Holy nuts, I enjoyed reading this book. The internet must be full of information about it, so I won’t bore you with more plot details or anything like that. It definitely deserves a wide readership: it was very engaging, and Adiga is a skilled writer who has created a fresh, light voice capable of discussing anything from fear of lizards to the insane magnitude of the socio-economic gap between India’s rich and poor.
The White Tiger proffers plenty of exquisitely appalling moments illustrating this repugnant power differential. One of these is the scene a few days after a drunken driving spree by Balram’s master’s wife, Pinky, results in the death of a young boy. The family which Balram serves frames him for the crime. It turns out that there were no witnesses, so the death gets buried by the police, but Balram is not informed that he is off the hook:
The Mongoose and Mr Ashok were sitting in front of a TV screen, playing a computer game together.
The door to the bedroom opened, and Pinky Madam came out. She had no makeup on, and her face was a mess – black skin under her eyes, lines on her forehead. The moment she saw me, she got excited.
‘Have you people told the driver?’
The Stork said nothing. Mr Ashok and the Mongoose kept playing the game. ‘Has no one told him? What a fucking joke! He’s the one who was going to go to jail!’

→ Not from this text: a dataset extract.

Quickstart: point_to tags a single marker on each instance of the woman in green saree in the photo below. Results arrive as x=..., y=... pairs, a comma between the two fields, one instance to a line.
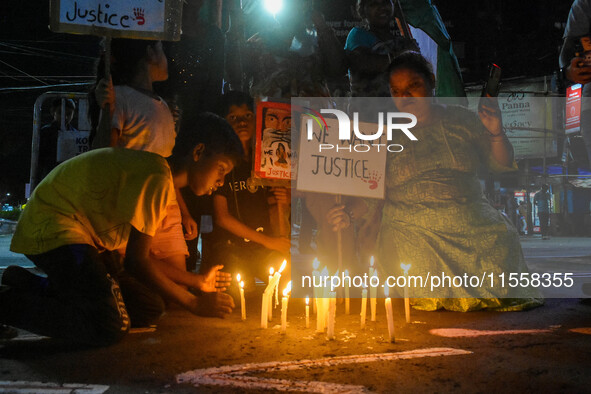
x=435, y=216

Mr Ashok said, ‘I suppose we should tell him.’ He looked at his brother, who kept his eyes on the TV screen.
But just as Balram was a recusant escapee from the prison of poverty, I never gave in completely to the book’s charm. I guess I’m a slightly captious reader, because, as laid out above, there’s plenty to like about The White Tiger. Balram has just enough emotional depth to make him an amiable narrator, but not much more. Like The Life of Pi, my least favourite Booker winner I’ve read so far, The White Tiger recounts traumatic events, but in the denouement is almost too flippant about what went before. Balram is certainly disconcerted by the murder he’s committed: ‘I am not a politician or a parliamentarian. Not one of those extraordinary men who can kill and move on, as if nothing had happened. It took me four weeks in Bangalore to calm my nerves.’ But what he did in those four weeks, you’re going to have to guess. I don’t think Balram should necessarily have been more apparently wracked. It just meant that I didn’t get so close to him. But a greater meaning is served by this absence of emotional turmoil: whether you are from the Darkness or the Light, India will bring out the brutality in you.